Energy and Climate Change CommitteeSupplementary written evidence submitted by David Blakemore, Phillips 66 Limited

I would like to thank you for the opportunity to discuss the UK Refining Industry and Oil Supply Security with you at the Energy and Climate Committee oral evidence meeting on 11 June, 2013. At the close of the hearing, Sir Robert Smith said “If there is anything that occurs to you that you did not say that you thought you should have said, if you could write to us afterwards, that would be great”. I would like to therefore take this opportunity to write to you with the following additional comment.

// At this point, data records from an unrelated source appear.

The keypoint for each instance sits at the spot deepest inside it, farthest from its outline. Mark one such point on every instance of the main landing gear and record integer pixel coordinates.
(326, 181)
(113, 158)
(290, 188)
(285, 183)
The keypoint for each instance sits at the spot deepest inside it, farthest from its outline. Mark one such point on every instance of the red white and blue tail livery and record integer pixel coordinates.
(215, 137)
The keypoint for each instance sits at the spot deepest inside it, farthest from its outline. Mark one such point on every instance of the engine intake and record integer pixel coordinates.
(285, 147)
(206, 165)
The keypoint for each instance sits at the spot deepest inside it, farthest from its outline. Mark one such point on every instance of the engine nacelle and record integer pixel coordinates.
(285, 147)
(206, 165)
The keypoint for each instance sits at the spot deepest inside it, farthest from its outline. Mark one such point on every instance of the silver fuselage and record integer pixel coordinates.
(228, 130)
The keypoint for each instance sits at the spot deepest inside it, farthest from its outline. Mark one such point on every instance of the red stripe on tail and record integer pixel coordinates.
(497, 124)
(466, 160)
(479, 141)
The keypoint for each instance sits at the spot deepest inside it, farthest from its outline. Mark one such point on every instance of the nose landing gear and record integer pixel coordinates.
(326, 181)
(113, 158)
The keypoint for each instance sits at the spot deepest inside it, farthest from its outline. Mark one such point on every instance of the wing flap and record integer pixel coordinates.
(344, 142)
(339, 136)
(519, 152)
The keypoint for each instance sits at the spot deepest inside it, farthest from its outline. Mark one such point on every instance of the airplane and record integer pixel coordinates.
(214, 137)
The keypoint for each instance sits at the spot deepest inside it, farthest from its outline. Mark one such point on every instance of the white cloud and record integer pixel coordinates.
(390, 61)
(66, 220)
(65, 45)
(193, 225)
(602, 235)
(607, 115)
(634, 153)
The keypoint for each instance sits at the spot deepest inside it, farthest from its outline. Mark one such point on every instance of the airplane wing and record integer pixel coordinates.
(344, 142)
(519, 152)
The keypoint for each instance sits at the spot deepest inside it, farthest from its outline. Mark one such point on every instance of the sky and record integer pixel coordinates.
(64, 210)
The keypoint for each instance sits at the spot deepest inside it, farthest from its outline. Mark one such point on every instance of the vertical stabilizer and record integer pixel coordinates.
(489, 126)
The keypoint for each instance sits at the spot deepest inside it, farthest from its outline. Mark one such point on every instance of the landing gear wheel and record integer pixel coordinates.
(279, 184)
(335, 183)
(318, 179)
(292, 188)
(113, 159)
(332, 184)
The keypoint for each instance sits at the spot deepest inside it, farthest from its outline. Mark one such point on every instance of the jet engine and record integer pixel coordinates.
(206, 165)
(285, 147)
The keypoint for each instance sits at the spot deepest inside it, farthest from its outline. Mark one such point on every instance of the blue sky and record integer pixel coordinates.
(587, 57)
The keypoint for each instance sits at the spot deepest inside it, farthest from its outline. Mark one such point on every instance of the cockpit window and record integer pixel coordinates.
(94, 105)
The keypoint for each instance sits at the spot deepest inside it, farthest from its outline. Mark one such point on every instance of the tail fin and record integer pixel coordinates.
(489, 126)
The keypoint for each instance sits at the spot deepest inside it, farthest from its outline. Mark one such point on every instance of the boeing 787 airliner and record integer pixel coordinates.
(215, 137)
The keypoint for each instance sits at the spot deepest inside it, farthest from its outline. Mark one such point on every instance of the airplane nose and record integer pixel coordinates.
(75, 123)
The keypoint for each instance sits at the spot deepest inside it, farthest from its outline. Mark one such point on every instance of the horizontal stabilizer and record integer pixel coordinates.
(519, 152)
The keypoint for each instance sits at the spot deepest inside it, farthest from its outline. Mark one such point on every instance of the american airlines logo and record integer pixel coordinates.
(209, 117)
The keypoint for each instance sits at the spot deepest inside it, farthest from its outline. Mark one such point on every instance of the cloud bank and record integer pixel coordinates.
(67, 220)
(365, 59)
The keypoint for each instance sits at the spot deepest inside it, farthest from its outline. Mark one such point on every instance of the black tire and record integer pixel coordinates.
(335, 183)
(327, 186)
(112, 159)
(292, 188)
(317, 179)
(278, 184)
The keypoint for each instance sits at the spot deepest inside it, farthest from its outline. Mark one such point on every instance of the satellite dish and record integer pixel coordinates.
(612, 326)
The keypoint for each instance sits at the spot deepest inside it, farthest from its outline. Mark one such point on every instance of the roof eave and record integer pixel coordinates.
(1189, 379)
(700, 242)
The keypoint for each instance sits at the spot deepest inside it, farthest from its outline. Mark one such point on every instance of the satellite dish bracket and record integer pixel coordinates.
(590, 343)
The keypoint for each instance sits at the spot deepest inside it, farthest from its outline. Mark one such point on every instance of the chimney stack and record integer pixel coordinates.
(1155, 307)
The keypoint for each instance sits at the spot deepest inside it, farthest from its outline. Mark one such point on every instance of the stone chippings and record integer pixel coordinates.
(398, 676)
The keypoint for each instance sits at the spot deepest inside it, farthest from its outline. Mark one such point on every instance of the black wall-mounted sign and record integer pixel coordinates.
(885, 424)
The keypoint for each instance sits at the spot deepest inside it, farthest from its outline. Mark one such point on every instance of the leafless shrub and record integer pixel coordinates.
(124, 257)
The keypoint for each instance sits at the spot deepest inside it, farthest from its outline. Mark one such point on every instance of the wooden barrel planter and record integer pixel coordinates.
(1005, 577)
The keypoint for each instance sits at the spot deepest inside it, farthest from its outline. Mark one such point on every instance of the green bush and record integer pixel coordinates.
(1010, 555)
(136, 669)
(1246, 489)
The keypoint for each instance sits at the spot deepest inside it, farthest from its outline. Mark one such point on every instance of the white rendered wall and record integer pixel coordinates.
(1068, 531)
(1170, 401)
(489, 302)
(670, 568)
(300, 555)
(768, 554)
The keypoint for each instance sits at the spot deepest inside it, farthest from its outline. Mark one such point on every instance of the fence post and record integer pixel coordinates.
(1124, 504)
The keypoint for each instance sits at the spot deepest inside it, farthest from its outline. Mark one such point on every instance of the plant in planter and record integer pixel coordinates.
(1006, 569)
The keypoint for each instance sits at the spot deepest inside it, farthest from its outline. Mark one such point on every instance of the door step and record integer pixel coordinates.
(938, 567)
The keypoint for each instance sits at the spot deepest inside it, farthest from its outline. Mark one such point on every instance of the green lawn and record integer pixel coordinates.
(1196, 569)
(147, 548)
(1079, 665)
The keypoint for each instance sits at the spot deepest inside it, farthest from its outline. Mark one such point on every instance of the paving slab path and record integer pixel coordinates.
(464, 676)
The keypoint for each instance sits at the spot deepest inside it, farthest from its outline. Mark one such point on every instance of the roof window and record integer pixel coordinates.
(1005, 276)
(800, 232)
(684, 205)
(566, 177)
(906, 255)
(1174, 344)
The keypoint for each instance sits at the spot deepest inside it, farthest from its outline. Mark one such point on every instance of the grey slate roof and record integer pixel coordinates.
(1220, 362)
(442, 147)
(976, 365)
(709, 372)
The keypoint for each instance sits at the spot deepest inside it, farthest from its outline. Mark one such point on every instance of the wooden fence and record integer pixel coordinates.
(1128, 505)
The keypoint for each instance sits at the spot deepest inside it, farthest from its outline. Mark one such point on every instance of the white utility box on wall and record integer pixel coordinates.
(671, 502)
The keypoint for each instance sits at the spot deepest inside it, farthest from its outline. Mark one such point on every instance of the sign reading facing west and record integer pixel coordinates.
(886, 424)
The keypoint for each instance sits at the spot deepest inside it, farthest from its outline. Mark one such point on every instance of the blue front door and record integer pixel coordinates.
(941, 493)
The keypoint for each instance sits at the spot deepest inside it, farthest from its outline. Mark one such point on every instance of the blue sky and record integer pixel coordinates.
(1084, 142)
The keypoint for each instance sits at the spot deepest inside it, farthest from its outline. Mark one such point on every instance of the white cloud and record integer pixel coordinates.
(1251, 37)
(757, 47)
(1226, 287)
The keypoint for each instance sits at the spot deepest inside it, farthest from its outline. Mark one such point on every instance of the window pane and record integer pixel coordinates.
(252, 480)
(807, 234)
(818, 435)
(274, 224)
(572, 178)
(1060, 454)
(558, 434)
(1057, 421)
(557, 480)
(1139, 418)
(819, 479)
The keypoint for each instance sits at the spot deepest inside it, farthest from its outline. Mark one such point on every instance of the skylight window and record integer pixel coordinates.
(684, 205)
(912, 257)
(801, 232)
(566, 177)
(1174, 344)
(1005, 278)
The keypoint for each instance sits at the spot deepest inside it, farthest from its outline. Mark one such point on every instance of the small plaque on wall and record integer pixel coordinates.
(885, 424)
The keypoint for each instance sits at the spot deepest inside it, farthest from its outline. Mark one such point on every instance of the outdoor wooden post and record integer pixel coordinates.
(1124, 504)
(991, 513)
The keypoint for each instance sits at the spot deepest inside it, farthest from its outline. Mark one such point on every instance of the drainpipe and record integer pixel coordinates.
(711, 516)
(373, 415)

At the oral hearing, question 98 was as follows:

Chair: Any other suggestions? Are there any steps the Government should be taking on the critical infrastructure of pipelines, terminals and jetties that support the industry?

Mr Andrew Owens responded:

I think free access is a positive. I do not think it is as important in the UK as it might be in other countries, because most of the population live close to a port. The viability of ports is important and one longer-term risk, perhaps, is that some oil ports are under pressure to be converted into other uses. That is a possible issue.

Phillips 66 is supportive of the response made by Mr Andrew Owens. The UK Government’s own forecasts show that a secure supply of oil products to UK customers will be of critical importance for many years to come. Over the past years (including when the ports were publicly owned businesses), both oil refiners and importers have built critical oil supply infrastructure such as pipelines, terminals and jetties within the UK’s ports. These ports are now under private ownership, are not regulated and are not accountable for oil supply security. Furthermore, these privatised ports have sometimes also been appointed as the Statutory and Competent Harbour Authority, a role which provides them with influence over the ability of other persons to construct their own facilities in harbours.

When Phillips 66 Limited constructed the Humber Refinery in the late 1960’s, we came to an arrangement with the British Transport Dock Board to construct our road loading terminal and much of our import/export shipping infrastructure within their Immingham docks. An example of a clear threat to UK critical oil product supply infrastructure can be seen in Associated British Ports’ “Port of Immingham Master Plan 2010–30”. This shows a plan to replace Phillips 66 Limited’s oil product road loading facility and a third party shipping gas jetty with a container storage area and import facility. Both of these facilities are critical to our Humber Refinery.

The road loading facility is also recognized by DECC as being one of the major supply points by road for oil products to the inland UK. Unlike many other port users such as container shippers, the scale of oil refining operations means that we do not have any choice, but to use the port located next to our refinery. Immingham Port is therefore in an effective monopoly position.

Government should ensure that oil product supply security is not threatened by new port developments displacing critical oil supply infrastructure. Furthermore, Government should ensure that privatised ports acting as Statutory and Competent Harbour Authorities are not placed in a potential conflict of interest position by having influence over the development by third parties of new harbour facilities that could be in competition with their own existing port business. We therefore request that a regulator is appointed to oversee these important areas.